Twitter has failed to effectively define its purpose and value for the better part of a decade, but the company's CMO said at CES 2017 that it has finally overcome that lingering challenge — and 2017 could be a coming-of-age year for the social network.

LAS VEGAS — Twitter has used dozens of words, clichés and redundant phrases to describe itself during the past decade. The company's CMO, Leslie Berland, owned up to that fact in a speech at CES 2017 that aimed to redefine Twitter and explain why 317 million people use it every month.

Instead of abandoning the myriad ways Twitter executives have described the company during the years, Berland embraced it. "So, we were a platform, a product, a service, a water cooler, a time square, a microphone, and we are every single one of those things," she said.

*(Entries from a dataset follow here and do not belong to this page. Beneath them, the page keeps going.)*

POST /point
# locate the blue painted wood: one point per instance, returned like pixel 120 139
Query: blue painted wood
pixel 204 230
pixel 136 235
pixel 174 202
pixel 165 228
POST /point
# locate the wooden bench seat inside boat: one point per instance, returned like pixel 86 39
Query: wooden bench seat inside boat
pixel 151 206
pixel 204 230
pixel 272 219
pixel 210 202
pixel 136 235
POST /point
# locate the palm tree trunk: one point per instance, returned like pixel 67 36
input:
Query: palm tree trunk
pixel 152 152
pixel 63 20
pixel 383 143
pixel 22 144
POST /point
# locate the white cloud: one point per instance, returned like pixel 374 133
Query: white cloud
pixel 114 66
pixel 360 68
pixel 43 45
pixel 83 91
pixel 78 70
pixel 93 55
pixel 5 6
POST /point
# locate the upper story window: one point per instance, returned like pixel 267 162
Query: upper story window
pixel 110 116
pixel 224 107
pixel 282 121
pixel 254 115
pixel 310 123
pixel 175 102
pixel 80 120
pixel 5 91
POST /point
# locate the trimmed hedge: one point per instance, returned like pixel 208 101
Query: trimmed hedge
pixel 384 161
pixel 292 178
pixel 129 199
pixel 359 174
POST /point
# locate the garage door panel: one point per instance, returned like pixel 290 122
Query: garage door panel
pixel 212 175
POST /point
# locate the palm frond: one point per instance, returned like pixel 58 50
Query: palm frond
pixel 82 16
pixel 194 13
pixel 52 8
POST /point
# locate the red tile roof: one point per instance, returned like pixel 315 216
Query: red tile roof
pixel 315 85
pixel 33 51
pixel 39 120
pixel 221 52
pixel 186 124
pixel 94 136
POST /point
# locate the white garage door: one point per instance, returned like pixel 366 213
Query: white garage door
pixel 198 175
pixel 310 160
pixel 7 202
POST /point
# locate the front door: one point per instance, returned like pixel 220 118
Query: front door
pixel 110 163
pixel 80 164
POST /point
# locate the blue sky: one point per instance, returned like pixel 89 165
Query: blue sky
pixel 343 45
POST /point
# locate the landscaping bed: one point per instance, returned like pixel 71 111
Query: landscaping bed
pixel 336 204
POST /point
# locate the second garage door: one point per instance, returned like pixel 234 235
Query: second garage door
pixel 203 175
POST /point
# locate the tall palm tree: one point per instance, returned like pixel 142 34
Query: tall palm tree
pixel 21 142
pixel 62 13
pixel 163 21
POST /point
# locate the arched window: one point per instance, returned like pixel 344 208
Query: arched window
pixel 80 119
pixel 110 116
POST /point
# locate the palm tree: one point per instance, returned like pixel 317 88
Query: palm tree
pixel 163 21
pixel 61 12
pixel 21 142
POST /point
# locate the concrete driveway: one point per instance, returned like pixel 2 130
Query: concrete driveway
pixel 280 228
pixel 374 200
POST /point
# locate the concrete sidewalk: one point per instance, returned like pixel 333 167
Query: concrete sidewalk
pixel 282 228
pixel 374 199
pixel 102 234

When Berland joined the company in early 2016, after more than 10 years with American Express, she set out to revamp Twitter's marketing message and understand why some people remain confused about its purpose. "Twitter shows me what's happening in the world," she said. "Twitter shows me what's up. Twitter keeps me on the pulse. Twitter keeps me informed. This is why people love Twitter."

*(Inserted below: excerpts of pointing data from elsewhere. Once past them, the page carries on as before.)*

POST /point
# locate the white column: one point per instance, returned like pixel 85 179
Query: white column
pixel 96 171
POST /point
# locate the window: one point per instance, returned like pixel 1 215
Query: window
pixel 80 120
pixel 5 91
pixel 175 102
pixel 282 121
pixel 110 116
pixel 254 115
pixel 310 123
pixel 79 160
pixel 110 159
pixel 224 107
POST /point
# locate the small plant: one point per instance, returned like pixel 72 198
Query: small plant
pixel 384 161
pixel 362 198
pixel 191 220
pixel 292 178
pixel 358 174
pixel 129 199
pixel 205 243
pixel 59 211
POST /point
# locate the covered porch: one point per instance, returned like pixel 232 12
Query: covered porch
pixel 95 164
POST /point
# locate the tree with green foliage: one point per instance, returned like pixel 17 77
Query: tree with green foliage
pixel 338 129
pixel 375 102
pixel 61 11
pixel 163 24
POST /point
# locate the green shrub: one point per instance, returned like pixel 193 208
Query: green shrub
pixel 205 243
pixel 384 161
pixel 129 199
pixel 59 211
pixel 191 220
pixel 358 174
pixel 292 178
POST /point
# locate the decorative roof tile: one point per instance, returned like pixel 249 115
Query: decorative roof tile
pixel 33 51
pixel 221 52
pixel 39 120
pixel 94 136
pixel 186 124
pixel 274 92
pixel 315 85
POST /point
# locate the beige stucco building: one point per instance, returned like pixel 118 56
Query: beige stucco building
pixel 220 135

twitter cmo leslie berland Matt Kapko

Twitter CMO Leslie Berland at CES 2017

Twitter overcomes barriers and embraces news

Berland said Twitter discovered three key barriers to its adoption — all rooted in a lack of consumer awareness.

Many people simple didn't, or don't, understand what Twitter is, Berland said. "People thought Twitter was a social network," or a place to "connect with friends and family members, look for ex-boyfriends from kindergarten and share baby photos ... That was the perception that people who don't use Twitter had about what we were."

The "pressure to tweet," or a perception that Twitter requires an abundance of thought and the willingness to constantly share, also remains, according to Berland. "People believe that to use Twitter they must tweet."

As Berland and her colleagues set out to clarify just what Twitter is and why it exists, they landed on the most obvious definition of all. "Twitter is the place to see what's happening," she said. "We've been asking the same question from you for years and years. We've been searching and searching, and the answer was staring in front of us all along." That central question — "what's happening?" — appears right in Twitter's main compose field.

"The first thing we did is we actually took ourselves out of the social networking category in the app stores and we put ourselves where we belong, which is news," Berland said. "As we were telling the story about us being in the center of what's happening in the world, reflecting on what's happening in the world, there was in fact a lot happening in the world right here on Twitter," she said.

The company created a new marketing campaign and brought more color to its logos to represent the vibrancy of what Twitter really stands for, according to Berland. "It was this moment where we had anchored into our identity what it meant to be a part of something so very important," she said. "For us, Twitter's very much about questions and answers, and conversations, and what's happening and what people are talking about."

Twitter is now the No. 1 news app in the world, she said.

Twitter's neutrality creates challenges

Twitter's open-ended mission has also put it in the crosshairs of endless hot-button issues. Constant cyberbullying continues to drag the company down, and Twitter at times has seemed unable, or unwilling, to take a strong stand against even the most heinous offenders. The company's outsized role in the 2016 presidential election also meant a single tweet could shape political conversation and media coverage more effectively than nearly any other medium.

Berland mostly avoided these issues at CES 2017 and chose instead to repeat the company's insistence on neutrality. "We never take sides," she said. "The beauty of Twitter is that you can see all sides of any conversation that is happening at any moment in time."

Unfortunately, the "town square" of meaningful conversation that unfolds on Twitter often devolves into a cesspool of hate, and the company seems content to stand back and watch from a neutral distance. "I think what we can all be sure of is that it's going to be an eventful year," Berland said. "There will be moments of inspiration, there will be moments that are terrifying, there will be moments of love, there will be moments of hate, there will be moments that are life-changing, there will be moments that are game changing."